Incluso añadiría que hubo pompa de más. A la inmensa mayoría de sus administrados, es decir, de sus damnificados, les habría bastado un ya era hora, un anda y que te den o un ahí te pudras con peineta y butifarra adosadas. Solo como desfogue, claro, porque no queda ni el consuelo de pensar que se lo cepillan por su acreditada ineptitud entreverada de chulería. El individuo se las pira un cuarto de hora antes de que acabe la legislatura, y lo hace por su propio pie para engancharse a otro momio y, de paso, contentar los bajos. Deja, entre otras herencias ponzoñosas, esa cagarruta cósmica llamada LOMCE, también conocida para ensanchamiento de su narcisismo onanista como Ley Wert. Sería una bonita revancha que jamás de los jamases llegara a aplicarse.

Cambios y recambios

He renovado el carné las veces suficientes como para recordar con nitidez los carteles con el careto de un joven Felipe González mirando al horizonte con arrobo sobre el lema “Por el cambio”. Tampoco he olvidado lo pronto que quedó claro que aquello no fue otra cosa que —nótese el matiz semántico— un cambiazo de tomo y lomo. Más talludito y con el concepto de decepción aprendido y hasta aprehendido, como gustaba decir a los pedagogos progres de mi época, he ido asistiendo a un sinfín de anuncios que llevaban como reclamo la magnética y resultona palabreja. El penúltimo que me viene a la memoria sin esfuerzo alguno, porque fue anteayer como quien dice y todavía padecemos no pocos de sus efectos, es el “gobierno del cambio” que trapisondaron PSE y PP en la demarcación autonómica de Vasconia. Y aún habría de llegar el mismísimo Mariano Rajoy, hace tres años, dos meses y nueve días a arramplar su (letal) mayoría absoluta a lomos de la divisa “Súmate al cambio”.
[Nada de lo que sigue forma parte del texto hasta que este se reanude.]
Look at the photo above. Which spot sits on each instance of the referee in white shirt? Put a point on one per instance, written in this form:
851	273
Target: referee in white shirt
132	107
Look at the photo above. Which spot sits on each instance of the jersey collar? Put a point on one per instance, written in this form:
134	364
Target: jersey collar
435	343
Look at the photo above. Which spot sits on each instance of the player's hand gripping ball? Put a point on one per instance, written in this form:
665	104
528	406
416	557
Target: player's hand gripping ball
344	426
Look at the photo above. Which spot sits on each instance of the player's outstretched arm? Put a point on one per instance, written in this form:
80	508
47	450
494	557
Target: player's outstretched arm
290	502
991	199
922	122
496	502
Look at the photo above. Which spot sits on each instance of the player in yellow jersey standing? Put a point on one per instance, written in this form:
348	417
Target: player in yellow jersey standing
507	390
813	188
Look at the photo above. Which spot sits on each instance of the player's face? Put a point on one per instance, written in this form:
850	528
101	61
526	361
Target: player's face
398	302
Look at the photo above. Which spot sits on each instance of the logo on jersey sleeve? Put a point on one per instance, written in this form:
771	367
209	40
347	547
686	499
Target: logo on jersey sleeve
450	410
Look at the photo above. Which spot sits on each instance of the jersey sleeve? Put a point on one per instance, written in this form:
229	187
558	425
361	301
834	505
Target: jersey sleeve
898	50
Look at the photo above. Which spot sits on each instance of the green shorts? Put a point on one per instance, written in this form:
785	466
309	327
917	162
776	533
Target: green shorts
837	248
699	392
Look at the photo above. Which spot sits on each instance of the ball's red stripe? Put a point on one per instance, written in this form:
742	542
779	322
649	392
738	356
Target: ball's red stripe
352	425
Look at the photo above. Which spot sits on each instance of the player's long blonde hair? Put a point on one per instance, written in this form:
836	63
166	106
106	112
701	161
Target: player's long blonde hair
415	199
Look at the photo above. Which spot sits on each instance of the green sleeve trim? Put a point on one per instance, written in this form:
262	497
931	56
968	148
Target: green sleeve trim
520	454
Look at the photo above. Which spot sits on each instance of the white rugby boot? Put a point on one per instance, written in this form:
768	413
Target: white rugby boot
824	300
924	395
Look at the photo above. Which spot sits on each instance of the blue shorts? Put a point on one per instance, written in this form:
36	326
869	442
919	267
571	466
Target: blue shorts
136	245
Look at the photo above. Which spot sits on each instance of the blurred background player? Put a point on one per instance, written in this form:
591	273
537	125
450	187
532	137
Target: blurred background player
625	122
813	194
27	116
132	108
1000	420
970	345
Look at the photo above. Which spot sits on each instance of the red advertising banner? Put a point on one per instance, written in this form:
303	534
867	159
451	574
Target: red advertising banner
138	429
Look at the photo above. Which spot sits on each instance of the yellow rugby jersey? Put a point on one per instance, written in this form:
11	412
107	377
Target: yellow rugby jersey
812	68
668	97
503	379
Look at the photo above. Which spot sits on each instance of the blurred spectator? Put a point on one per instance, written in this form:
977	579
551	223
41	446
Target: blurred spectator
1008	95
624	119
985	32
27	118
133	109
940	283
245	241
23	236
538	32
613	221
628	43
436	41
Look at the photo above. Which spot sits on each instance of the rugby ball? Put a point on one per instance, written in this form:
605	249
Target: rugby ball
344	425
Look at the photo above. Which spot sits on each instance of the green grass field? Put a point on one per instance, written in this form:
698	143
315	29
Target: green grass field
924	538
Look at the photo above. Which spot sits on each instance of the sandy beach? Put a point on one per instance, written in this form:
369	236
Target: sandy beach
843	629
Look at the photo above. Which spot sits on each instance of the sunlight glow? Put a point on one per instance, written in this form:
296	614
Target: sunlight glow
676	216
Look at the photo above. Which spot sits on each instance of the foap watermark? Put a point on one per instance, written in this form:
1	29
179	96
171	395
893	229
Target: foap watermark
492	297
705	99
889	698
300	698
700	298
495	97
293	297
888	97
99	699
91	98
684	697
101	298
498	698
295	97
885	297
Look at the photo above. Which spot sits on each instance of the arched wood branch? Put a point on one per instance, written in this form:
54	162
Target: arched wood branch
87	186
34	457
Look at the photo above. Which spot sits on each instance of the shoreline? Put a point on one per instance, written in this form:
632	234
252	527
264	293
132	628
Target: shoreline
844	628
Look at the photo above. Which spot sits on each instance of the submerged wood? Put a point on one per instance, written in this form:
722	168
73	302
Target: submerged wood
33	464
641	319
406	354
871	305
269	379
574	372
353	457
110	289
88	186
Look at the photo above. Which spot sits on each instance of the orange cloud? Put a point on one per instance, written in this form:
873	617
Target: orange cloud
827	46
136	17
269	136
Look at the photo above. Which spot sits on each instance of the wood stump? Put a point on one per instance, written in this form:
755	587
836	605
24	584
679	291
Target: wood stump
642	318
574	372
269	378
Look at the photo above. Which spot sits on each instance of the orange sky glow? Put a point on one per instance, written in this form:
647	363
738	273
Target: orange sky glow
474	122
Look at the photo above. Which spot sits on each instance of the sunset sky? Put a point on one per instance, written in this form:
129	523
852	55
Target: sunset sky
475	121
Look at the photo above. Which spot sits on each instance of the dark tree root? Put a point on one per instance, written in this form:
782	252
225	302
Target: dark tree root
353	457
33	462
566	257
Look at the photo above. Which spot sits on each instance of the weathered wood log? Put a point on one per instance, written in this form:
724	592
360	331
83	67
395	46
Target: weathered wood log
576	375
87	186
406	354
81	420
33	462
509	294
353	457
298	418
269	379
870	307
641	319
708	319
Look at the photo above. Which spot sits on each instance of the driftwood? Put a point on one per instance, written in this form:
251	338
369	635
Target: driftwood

Aplicando la filosofía de las tapas del yogur —“Siga jugando; hay muchos premios”—, Podemos, ha proclamado 2015 como el año del cambio de verdad de la buena. Decenas de miles de personas, una inmensa multitud sin matices, participaron ayer en Madrid en lo que en la terminología clásica se denomina “una jornada festivo-reivindicativa”, quizá más lo primero que lo segundo, bajo la consigna “Empieza el cambio”.

Son de sobra conocidos mis recelos hacia la indiscutible formación emergente y también mi escepticismo congénito. Pues fíjense que aun así, tengo el pálpito de que esta vez sí cambiarán media docena de cosas, y no necesariamente para mal.